London will spend £300 million ($500.31 million) to make its roads safer for cyclists and pedestrians, Mayor Boris Johnson and Transport for London (TfL) announced today.
The program will transform 33 of London’s “biggest and nastiest” junctions, which the City called “Sixties relics” in a press release.
In the past three years, more than 150 cyclists and pedestrians have been seriously injured or killed at these locations.
Designs will be published in March, and work will begin in the second half of this year.
In November, hundreds of cyclists played dead in the street outside TfL headquarters on Friday night as part of a protest against dangerous traffic conditions in the city. That was part of a growing movement by London cyclists calling for safer conditions.
In a statement, Martin Key, campaigns manager for British Cycling, the national governing body for cycling, welcomed the program.
“This is yet another example of the transformational difference that can be made when there is clear political leadership to prioritise cycling as a form of transport,” he said.

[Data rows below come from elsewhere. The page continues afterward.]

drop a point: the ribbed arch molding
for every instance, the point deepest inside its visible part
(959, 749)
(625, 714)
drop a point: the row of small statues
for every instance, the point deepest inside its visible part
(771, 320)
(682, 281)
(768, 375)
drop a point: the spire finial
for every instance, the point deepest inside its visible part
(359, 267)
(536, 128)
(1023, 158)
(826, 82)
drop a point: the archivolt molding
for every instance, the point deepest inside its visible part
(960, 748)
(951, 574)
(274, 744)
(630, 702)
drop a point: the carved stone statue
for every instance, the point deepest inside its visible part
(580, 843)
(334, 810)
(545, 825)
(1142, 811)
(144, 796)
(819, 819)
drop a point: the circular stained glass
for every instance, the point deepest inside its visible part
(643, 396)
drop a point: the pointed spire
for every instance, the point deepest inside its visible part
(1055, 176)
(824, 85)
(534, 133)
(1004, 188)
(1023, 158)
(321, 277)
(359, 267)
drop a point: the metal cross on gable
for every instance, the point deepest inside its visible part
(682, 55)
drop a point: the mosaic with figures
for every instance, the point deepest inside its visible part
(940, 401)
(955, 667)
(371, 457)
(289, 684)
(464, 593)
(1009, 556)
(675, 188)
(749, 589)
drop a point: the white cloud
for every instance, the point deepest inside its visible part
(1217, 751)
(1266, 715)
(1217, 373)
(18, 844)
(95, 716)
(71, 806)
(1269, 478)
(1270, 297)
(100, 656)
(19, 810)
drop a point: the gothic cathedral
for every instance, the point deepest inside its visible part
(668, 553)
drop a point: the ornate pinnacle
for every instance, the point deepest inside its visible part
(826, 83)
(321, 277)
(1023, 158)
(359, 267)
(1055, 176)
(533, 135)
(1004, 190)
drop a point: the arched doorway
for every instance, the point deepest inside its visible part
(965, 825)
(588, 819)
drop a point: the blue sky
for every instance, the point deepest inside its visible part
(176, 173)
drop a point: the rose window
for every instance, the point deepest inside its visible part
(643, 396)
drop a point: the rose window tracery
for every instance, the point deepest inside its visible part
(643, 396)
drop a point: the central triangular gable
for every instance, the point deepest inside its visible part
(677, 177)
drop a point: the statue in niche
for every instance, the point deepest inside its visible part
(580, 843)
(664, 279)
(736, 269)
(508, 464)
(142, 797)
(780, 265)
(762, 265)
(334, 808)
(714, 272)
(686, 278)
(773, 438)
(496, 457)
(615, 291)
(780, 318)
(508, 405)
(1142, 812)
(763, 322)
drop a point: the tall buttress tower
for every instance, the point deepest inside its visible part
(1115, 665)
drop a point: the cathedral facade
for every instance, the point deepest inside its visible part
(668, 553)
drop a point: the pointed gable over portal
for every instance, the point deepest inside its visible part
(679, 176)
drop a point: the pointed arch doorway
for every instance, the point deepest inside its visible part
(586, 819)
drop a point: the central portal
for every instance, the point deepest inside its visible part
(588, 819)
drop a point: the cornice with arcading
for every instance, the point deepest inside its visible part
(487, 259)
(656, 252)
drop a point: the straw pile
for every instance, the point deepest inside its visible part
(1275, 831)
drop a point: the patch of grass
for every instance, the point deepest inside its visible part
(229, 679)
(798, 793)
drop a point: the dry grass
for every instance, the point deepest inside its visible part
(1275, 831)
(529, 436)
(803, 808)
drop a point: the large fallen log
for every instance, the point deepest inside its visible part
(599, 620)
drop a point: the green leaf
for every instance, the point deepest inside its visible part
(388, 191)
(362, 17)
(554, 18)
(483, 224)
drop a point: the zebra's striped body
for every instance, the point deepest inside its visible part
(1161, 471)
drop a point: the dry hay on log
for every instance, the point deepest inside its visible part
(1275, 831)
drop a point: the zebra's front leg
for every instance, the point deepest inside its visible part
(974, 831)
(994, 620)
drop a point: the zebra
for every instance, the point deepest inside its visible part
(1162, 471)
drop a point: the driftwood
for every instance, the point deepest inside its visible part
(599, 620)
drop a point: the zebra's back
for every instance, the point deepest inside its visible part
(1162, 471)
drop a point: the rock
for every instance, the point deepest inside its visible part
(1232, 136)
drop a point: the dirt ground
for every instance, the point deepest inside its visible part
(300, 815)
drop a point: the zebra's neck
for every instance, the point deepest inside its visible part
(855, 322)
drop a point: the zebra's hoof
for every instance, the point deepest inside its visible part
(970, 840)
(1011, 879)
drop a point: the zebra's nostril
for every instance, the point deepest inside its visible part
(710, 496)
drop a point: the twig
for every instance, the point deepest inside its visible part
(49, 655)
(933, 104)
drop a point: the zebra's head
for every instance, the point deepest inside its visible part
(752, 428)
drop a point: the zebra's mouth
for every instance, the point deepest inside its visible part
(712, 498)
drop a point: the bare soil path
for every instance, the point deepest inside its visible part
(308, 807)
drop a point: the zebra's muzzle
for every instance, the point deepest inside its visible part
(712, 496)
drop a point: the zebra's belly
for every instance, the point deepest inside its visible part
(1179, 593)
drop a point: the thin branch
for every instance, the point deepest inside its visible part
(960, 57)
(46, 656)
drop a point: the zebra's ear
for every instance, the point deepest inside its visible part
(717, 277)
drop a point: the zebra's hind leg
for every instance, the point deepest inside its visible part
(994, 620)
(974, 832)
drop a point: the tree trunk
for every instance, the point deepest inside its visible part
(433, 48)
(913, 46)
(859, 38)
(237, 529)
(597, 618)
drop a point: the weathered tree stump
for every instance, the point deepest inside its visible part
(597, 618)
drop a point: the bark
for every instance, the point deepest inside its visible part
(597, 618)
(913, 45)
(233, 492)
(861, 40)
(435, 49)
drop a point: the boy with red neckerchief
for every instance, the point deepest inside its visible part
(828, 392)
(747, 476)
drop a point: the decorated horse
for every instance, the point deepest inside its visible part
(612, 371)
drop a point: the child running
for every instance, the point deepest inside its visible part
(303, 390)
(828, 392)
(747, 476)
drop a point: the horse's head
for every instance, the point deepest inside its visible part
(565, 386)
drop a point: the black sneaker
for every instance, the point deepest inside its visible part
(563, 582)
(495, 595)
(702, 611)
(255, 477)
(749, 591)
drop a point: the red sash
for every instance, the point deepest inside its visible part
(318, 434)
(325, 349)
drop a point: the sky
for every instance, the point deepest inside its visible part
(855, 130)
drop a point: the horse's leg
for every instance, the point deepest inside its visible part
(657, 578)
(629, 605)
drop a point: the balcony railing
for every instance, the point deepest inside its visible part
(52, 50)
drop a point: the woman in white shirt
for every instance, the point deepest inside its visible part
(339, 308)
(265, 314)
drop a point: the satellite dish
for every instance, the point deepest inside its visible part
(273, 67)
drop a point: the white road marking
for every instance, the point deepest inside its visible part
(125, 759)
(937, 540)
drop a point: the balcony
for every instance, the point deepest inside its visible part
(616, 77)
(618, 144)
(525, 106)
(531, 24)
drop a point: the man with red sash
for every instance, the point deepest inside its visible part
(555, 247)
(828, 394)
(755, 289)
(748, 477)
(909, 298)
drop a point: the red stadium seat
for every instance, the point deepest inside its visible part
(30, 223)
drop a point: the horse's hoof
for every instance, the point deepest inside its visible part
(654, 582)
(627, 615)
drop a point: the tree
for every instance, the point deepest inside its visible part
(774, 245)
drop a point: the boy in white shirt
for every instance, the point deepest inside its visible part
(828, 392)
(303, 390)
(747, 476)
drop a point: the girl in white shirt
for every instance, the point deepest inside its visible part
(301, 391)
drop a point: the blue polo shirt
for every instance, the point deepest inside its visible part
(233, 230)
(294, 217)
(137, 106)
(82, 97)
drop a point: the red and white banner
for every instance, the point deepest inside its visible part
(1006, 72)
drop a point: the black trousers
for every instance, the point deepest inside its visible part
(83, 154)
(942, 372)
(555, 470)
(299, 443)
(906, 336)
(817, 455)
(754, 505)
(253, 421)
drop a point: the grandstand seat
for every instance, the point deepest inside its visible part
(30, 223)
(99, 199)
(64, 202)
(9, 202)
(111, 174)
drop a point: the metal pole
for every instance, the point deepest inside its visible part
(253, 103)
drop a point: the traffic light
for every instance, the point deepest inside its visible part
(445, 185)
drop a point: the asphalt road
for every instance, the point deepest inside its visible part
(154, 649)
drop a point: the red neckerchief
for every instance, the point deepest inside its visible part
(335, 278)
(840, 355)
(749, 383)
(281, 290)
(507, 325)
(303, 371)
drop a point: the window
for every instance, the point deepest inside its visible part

“The Mayor and Transport for London have a clear vision for improving the daily experience for thousands of people who choose to cycle across the capital. This scheme to fix the worst junctions brings us one step closer to persuading thousands more people to take up cycling as an attractive and easy way to get around. We’d urge cities across Britain to follow suit.”
Several gyratories — bigger, more complicated versions of roundabouts — will be torn out and replaced with two-way roads, along with separated bike paths and car-free public space.
The Elephant & Castle roundabout, where the most cyclists are killed, will be ripped out, and segregated bike paths will be installed at Hammersmith and Vauxhall gyratories.
In the release, Mayor Johnson said these junctions are “atrociously-designed and wasteful of space. Because of that, we can turn these junctions into more civilised places for cyclists and pedestrians, while at the same time maintaining their traffic function.”